Middle School Curriculum Offers Students More Options

Londonderry Middle School students are getting a taste of high school with a peer tutoring program and an option to do an eighth-grade culminating project.

Principal Richard Zacchilli and Curriculum Coordinator Ann Collacchi appeared in the Jan. 17 School Board meeting to discuss updates to the Londonderry Middle School curriculum.

Zacchilli said no new courses are planned for 2017-18. The school has added a number of options over the past few years, including a STEM (Science, Technology, Engineering and Math) arts course for sixth-graders and a Creative Computing and Media class elective for grade eight.

All three grades take classes in the core subjects of Language Arts, Math, Science and Social Studies, Zacchilli told the board. In addition, sixth-graders have a reading component, and seventh-and eighth-grader take either reading or begin studying French or Spanish.

All students take Physical Education and Music along with units in Art, Computers, STEM and Health. In addition, Zacchilli said, eighth-graders have electives, the Creative Computing or Tech Ed.

In PE the emphasis is lifelong fitness, Zacchilli said, with segments on snowshoeing and bicycle riding.

Collacchi said one successful newer program is the eighth-grade seminar, modeled on Londonderry High School’s Senior Project elective. “They have a lot of autonomy,” Collacchi said, “in topic, pace, choice of mentor and how to demonstrate what they’ve learned.” The program started last year with 12 enrollees, 11 of which made it to the end and presentation of their projects.

This year 21 students have enrolled, with projects ranging from building their own computer to filmmaking to creating a Web site for family history, she said.

The teachers chosen as mentors are “thrilled,” according to Collacchi. Other projects, such as a girl’s research into interior design, require community mentors who are also eager to volunteer.

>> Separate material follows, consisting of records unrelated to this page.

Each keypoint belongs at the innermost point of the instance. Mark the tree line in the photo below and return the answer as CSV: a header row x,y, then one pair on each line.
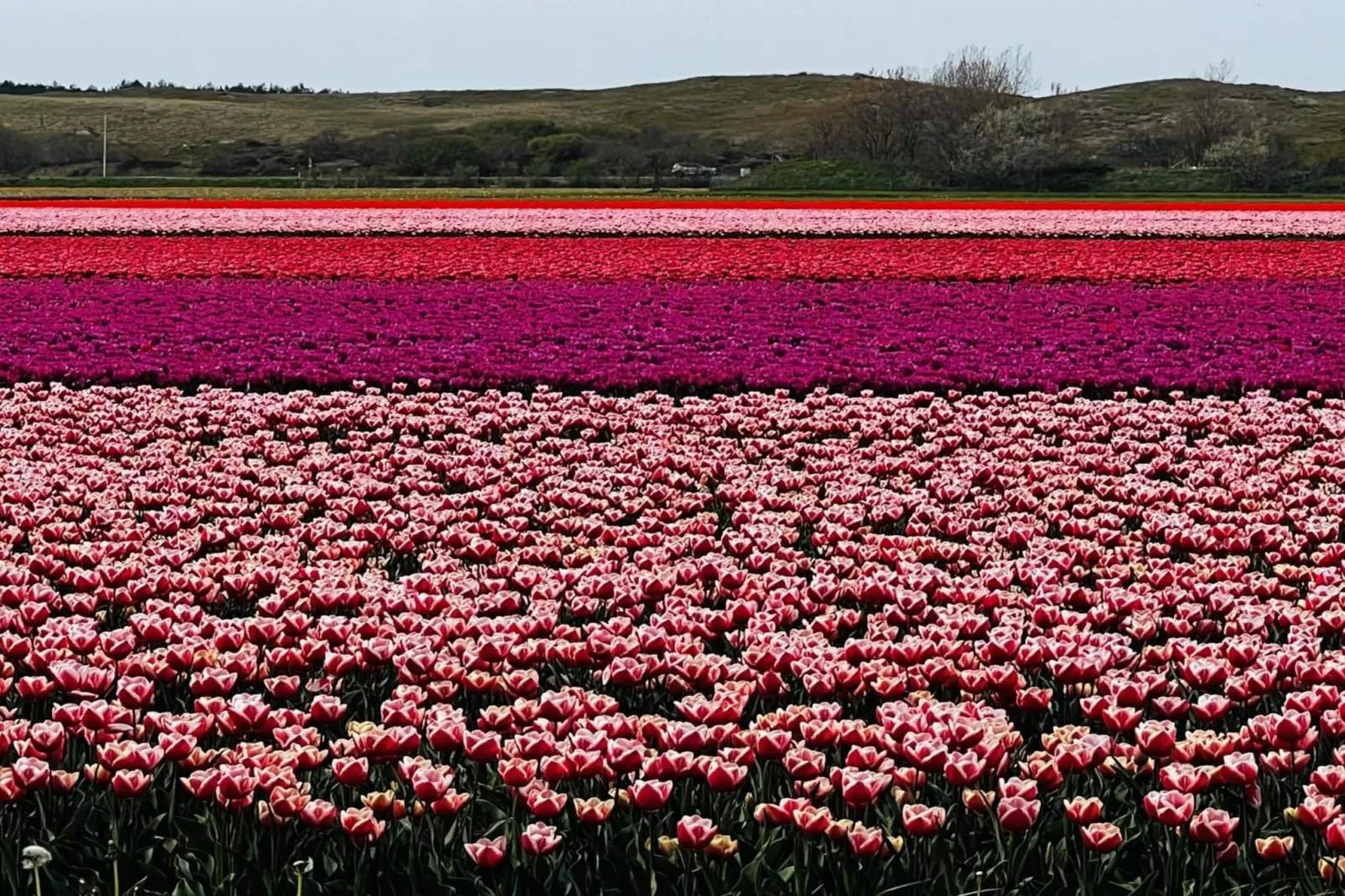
x,y
15,88
971,123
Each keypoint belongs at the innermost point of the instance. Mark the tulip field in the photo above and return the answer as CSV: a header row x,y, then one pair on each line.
x,y
607,548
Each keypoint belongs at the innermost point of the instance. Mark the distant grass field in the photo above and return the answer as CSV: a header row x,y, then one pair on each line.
x,y
772,111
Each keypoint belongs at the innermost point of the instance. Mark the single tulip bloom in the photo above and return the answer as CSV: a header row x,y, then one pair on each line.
x,y
362,826
486,852
1169,807
923,821
1017,814
1100,837
650,796
694,832
1274,849
594,810
1212,826
539,838
865,841
1083,810
131,783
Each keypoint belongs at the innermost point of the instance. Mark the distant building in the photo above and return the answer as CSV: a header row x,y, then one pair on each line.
x,y
685,170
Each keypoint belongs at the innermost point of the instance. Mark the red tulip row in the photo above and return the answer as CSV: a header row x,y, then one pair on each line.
x,y
670,259
730,636
670,219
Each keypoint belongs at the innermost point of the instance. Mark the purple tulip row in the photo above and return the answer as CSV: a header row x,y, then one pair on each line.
x,y
888,335
672,219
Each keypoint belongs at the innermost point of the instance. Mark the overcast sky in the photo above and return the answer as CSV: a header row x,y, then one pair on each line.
x,y
448,44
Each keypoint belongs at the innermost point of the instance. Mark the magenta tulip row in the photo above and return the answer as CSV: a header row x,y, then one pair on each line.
x,y
890,335
668,219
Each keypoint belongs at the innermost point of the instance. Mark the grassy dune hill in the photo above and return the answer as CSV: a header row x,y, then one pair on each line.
x,y
173,123
1316,121
772,111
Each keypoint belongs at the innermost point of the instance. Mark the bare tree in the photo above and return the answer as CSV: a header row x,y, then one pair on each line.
x,y
974,71
1209,116
970,84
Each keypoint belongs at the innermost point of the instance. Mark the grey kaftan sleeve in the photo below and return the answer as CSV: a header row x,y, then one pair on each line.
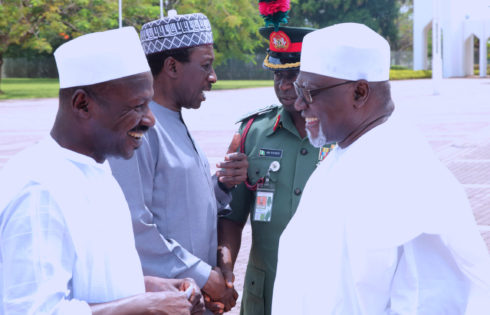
x,y
160,256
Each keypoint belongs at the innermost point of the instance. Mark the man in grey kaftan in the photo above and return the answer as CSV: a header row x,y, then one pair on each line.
x,y
173,199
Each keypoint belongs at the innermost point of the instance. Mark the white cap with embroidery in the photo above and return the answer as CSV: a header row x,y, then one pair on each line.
x,y
100,57
348,51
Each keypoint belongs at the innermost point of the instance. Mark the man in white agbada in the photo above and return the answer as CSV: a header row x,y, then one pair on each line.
x,y
66,240
382,227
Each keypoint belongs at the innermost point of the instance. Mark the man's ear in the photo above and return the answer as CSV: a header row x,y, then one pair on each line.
x,y
81,104
170,67
361,93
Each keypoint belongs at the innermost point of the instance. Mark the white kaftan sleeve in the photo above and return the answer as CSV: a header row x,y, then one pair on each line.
x,y
223,198
36,257
160,256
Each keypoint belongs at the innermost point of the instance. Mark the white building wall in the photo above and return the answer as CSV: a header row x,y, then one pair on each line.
x,y
460,20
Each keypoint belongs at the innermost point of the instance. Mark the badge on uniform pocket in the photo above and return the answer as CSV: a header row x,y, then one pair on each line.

Collacchi also reported on the Student Assistant program, a variation on peer tutoring introduced last year. In Student Assistant, seventh-and eighth-graders who are strong in a content area are invited to visit another classroom and coach less-proficient students. “They need academic skills and also interpersonal skills,” Collacchi said. “They need to understand the privacy of the students they’re working with. And they need to be independent and self-motivated.”

The program started last year, with three eighth-graders helping out in science classes. This year seven seventh-graders and three eighth-graders are helping out in math and science, she said.

The students need to be recommended by the prior year’s teacher, and they need to have parental approval, Collacchi said, because Student Assistant will take them out of one of their own classes. The decision is made judiciously, she said. “A student can be pulled from Physical Education if they’re active in sports, or from music if they took it in sixth grade,” she said.

Chairman Nancy Hendricks asked about the new math curriculum, Math In Focus, now in its third year. She has not seen any hard data on its success, she said.

Collacchi said Math In Focus is the primary math program for all three grades. Some seventh-graders qualify for pre-algebra and some eighth-graders for algebra, she said, but for most of the students it’s Math In Focus.

“Anecdotally, teachers have told me they’re pleased on how far they are able to get in the curriculum with this program,” she told the board. Recent eighth-grade testing found LMS ahead of the state — and ahead of the country, she said.

Mary Wing Soares, an LMS teacher and faculty representative to the board, said, “I use it in the eighth grade and the kids are ‘eating it up.’ They understand concepts more clearly.”

Board member Leitha Reilly said, “A lot of questions have come up about math and reading, in recent years. We are addressing it in a way that is unique to every child, but still allows teachers to teach the fundamentals.”

Reilly said she is pleased that while students who struggle are being worked with, “Kids with a super grasp of the subject are allowed to charge forward.”

She praised the “marriage of technology and achievement in education” and said, “We are doing a better job.”

The board voted 4-0 to approve the curriculum plan.